No siempre fue así. Allá por los sesentas, mi padre era un viejo de porte digno y mirada despierta, que marchaba todas las mañanas en tranvía a su trabajo en el gobierno, donde gozaba, si no de poder e influencia, sí del respeto y cariño de sus compañeros y aun de sus jefes más jóvenes, que incluso se acercaban a pedirle consejo y experiencia, siempre anteponiendo un atento ``señor ingeniero''.

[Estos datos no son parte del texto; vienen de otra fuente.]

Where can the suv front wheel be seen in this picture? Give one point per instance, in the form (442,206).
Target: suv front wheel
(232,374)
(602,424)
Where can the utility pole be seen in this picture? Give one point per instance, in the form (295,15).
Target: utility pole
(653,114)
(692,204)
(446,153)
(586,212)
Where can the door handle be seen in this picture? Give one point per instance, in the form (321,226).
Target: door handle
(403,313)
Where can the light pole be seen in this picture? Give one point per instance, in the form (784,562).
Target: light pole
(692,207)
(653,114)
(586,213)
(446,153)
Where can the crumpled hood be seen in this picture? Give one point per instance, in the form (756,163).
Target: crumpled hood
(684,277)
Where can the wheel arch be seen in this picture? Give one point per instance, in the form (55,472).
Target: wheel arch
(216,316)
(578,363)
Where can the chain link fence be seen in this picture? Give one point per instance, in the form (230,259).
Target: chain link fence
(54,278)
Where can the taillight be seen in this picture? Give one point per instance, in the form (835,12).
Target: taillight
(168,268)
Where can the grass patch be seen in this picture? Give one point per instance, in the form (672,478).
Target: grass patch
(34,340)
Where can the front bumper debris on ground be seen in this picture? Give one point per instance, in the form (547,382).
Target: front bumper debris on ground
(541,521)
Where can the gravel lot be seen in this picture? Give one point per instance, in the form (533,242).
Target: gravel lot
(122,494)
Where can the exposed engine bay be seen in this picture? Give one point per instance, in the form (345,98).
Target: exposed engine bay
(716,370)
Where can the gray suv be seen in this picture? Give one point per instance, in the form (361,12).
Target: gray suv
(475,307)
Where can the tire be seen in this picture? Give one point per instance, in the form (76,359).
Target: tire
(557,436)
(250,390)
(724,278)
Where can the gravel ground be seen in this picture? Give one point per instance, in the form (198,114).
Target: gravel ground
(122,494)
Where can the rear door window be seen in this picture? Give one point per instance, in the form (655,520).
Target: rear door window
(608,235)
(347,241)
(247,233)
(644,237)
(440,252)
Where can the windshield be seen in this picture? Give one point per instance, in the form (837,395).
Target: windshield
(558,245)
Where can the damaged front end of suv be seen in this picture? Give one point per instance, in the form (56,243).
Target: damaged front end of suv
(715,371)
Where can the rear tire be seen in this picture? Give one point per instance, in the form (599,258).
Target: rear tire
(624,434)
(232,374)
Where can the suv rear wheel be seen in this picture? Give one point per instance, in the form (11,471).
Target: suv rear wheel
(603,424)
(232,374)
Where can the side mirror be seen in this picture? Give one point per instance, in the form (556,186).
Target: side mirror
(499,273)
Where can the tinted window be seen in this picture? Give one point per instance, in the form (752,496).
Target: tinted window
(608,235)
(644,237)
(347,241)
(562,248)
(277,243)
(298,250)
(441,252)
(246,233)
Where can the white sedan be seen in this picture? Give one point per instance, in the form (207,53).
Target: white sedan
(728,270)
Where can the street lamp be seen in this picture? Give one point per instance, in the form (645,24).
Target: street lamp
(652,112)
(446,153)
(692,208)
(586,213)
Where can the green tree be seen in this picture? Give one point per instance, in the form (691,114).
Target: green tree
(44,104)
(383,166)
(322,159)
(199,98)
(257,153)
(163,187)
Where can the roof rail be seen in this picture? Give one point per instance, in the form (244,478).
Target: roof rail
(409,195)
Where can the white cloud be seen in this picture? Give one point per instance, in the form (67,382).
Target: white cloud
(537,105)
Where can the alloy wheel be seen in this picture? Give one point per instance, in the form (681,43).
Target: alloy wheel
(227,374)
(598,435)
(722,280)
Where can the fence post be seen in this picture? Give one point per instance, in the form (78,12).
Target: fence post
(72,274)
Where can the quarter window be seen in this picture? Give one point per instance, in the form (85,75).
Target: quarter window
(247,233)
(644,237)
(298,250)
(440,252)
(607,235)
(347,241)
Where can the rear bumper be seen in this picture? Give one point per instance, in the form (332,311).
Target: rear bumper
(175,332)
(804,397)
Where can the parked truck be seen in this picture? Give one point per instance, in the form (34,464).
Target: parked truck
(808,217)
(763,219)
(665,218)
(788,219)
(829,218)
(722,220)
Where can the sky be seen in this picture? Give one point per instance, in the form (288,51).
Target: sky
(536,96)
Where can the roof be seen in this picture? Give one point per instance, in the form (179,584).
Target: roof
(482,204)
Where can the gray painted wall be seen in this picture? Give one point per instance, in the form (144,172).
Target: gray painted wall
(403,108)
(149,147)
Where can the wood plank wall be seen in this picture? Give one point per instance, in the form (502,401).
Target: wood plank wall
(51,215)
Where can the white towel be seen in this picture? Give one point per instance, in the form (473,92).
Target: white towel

Poco afecto a la parranda, prefería llegar temprano a casa, comer en la cocina platicando las incidencias del día con mi madre y hacer la digestión con un anís o un vino de mora o de membrillo de los que preparaban en su solar nativo, en la sierra hidalguense. A veces --cuando su modestísimo sueldo lo permitía-- acompañaba su comida con un tinto. Luego sacaba su papel pautado y se ponía a componer, o bien dibujaba o escribía, casi siempre algo dedicado al pueblo de sus amores.
Murió como trabajador activo, a los 75 años, y a su sepelio concurrieron desde funcionarios hasta elevadoristas, lo mismo contemporáneos suyos que de dos o tres generaciones adelante, y decenas de paisanos, unos encumbrados, otros humildes. No mucho después se puso de moda aquella canción de Piero que se refería al tranvía y al vino tinto, y como mi madre siempre llamó ``mi viejo'' a su compañero de casi 30 años, la tonada le arrancaba lágrimas desde los primeros compases. Sigue arrancándoselas hoy, a casi un cuarto de siglo de distancia.
Todo eso fue antes, mucho antes de que el neoliberalismo --ese invento de izquierdosos delirantes-- arrojara a tantas personas de la tercera edad de sus puestos de trabajo con el ardid del retiro voluntario o el despido simple, y les fuera reduciendo las pensiones, luego las magras prestaciones, más adelante las posibilidades de una supervivencia que pudiera llamarse humana, y hoy, prácticamente hasta la de una muerte digna.
En estos días, viajera, en que nos toca llorar la muerte de algún anciano querido, me vienen a la mente esos que se mueren todos los días sin que los llore nadie.